Gli intellettuali della borghesia si pongono seriamente il problema della grave questione meridionale, perché essa pesa come un macigno sulla agognata ripresa dello sviluppo dell’economia  di mercato che la gravissima crisi capitalistica ha bloccato.

   Da parte nostra occorrerebbe affrontare la questione dal punto di vista di classe opposto, su come utilizzare la gravissima ed in parte esplosiva condizione sociale delle masse popolari ed in particolare giovanili in tema di reddito, casa, lavoro, per affrontare la questione centrale del potere.
   Circa un anno fa, in uno studio sulla politica del PCI negli anni ’50, specie in Sicilia – pubblicato da “La Città Futura” e da qualche sito, scrivevo nelle conclusioni che di fronte al declino storico del capitalismo europeo, che in Italia si traduce in una pesante stagnazione e regressione, c’è un Sud non più da tempo funzionale (con l’emigrazione di lavoratori nelle fabbriche del nord) neppure allo sviluppo capitalistico del paese, essendo la sua forza lavoro non più competitiva rispetto a quella degli africani e dei cittadini dell’est Europa. In esso la condizione giovanile, che raggiunge punte di disoccupazione oltre il 50%, è tragica; ed il destino di tutto il territorio meridionale è di trasformarsi nel recinto di quella che Marx chiamava ”sovrappopolazione stagnante”.
   Si coglie al massimo in questa situazione la disfatta del M.O., i risultati di quella politica del vecchio PCI di bassa compartecipazione in Sicilia e altrove, specie nel Sud, alla gestione del potere borghese – (politica di cui il milazzismo fu l’espressione massima e peggiore). Politica che oggi si manifesta tramite un suo vecchio rappresentante storico, Napolitano, che plaude alla bestia trionfante del capitalismo alla Marchionne e al suo sodale, Renzi, che sta portando a termine l’opera di Berlusconi e Monti di distruzione delle difese del M.O., delle sue casematte: Statuto dei Lavoratori, c.c.n.l., e libere rappresentanze sui luoghi di lavoro.

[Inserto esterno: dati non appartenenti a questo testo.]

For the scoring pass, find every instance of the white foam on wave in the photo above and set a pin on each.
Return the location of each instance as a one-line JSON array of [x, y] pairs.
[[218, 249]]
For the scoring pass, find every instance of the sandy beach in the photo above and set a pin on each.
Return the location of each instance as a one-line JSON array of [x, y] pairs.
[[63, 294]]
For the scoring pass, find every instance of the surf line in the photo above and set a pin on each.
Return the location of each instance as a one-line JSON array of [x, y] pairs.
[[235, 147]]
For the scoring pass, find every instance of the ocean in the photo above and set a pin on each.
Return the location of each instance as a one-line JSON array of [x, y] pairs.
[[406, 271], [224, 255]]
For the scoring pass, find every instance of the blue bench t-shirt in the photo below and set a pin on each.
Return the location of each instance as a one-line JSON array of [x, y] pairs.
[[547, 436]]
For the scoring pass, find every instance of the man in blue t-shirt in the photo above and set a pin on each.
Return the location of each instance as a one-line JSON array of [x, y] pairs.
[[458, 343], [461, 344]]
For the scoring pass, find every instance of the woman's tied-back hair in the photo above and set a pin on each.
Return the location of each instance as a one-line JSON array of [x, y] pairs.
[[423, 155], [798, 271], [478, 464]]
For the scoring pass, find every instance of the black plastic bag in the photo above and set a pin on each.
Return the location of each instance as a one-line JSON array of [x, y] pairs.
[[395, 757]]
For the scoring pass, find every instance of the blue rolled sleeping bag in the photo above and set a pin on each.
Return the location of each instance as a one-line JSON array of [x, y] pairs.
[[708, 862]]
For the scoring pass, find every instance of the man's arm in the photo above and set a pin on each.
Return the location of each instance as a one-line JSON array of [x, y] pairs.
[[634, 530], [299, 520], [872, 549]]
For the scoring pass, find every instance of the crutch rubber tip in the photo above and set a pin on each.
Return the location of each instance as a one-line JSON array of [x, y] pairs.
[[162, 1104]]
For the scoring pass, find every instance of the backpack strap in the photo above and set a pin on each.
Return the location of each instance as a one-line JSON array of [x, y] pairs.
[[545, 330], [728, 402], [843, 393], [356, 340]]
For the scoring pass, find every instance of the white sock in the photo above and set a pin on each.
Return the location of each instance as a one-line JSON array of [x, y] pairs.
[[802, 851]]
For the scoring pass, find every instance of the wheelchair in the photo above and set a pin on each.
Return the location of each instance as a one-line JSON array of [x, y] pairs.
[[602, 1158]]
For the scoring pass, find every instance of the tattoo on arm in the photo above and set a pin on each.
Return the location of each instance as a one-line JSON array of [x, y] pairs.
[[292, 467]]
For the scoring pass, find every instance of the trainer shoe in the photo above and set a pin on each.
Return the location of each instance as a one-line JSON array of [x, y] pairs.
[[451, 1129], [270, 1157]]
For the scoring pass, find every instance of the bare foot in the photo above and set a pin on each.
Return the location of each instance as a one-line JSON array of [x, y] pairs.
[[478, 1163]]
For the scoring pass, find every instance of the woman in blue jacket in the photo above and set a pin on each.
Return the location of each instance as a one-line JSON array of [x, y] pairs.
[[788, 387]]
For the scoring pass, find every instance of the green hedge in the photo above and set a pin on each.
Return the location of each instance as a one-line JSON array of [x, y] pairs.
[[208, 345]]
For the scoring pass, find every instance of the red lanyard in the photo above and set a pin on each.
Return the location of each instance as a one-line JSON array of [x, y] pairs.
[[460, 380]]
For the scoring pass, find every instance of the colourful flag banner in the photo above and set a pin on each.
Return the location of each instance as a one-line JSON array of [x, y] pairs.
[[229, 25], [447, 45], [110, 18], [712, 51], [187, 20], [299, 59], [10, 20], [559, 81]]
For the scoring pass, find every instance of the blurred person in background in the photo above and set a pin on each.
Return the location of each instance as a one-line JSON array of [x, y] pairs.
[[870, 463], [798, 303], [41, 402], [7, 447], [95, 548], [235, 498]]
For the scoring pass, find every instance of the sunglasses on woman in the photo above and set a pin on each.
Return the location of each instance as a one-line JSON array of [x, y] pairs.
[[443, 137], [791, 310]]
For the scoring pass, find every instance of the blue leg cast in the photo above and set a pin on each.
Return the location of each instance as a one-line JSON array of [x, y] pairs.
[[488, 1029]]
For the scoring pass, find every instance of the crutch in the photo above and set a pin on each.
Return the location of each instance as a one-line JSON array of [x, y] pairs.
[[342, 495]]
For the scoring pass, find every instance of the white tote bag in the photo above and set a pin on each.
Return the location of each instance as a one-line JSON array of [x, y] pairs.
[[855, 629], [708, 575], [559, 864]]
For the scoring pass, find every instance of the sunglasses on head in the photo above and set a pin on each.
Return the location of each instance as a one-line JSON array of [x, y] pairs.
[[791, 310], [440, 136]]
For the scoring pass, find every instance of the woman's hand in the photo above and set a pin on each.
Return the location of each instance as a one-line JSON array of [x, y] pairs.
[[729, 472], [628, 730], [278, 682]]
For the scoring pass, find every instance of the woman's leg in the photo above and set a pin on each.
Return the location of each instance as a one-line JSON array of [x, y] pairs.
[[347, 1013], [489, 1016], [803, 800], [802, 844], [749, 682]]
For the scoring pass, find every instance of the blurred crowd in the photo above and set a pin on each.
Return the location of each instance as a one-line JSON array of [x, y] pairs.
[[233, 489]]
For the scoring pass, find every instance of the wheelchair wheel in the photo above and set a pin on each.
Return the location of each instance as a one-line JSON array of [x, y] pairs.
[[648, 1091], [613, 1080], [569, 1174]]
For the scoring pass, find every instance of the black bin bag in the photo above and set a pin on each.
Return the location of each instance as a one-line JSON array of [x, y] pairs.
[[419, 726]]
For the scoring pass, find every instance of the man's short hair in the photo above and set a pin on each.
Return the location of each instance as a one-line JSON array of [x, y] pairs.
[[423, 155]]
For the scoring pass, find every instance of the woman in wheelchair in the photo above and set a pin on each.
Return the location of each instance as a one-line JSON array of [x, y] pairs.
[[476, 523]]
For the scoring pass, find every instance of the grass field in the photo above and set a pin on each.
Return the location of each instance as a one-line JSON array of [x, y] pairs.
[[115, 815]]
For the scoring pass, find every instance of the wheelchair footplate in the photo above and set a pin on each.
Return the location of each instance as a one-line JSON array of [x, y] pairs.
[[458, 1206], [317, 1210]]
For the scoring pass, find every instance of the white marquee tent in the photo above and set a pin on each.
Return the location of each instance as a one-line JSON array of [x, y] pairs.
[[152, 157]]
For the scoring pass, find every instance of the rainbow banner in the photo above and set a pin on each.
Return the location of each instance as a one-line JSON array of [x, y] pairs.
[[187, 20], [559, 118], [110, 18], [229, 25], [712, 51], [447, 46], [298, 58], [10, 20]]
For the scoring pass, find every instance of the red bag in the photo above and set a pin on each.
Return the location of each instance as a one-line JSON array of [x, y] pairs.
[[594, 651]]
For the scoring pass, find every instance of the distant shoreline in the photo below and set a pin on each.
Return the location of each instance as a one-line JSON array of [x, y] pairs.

   La strada da proporre alle nuove generazioni non è certo la rivolta disperata, come quelle di “Alcara Li Fusi” e di “Bronte” del 1860 e-o come quella indistinta di Licata del 5 luglio 1960, ma quella di un ripensamento profondo delle cause che hanno portato a questa disfatta politica e che faccia quindi i conti, anche e soprattutto a livello teorico, col passato riformista del M. O. Un ripensamento che recuperi in particolare in Sicilia la memoria storica del movimento dei Fasci dei Lavoratori Siciliani del 1893 - 94; delle lotte per l’occupazione delle terre del primo dopoguerra e quelle del ‘44 - ’50. Movimento, quest’ultimo, politicamente sconfitto dalla riforma agraria del dicembre 1950, definita dalla sinistra di allora una <<controriforma>>, il cui progetto di legge, è bene ricordarlo, fu elaborato dall’agrario on. Milazzo. Una vera controriforma, il cui attore principale fu il mercato, consentendosi e comunque non impedendosi che i grandi proprietari, anticipando l’applicazione della legge, vendessero direttamente a terzi, contadini compresi, le superfici migliori oltre il limite consentito di ben duecento ettari e realizzarono in tal modo, dice Renda, circa trenta miliardi: una vera manna, una sorta di piano Marshall che mise a disposizione della borghesia agraria ingenti capitali, destinati in parte alla trasformazione capitalistica delle sue terre.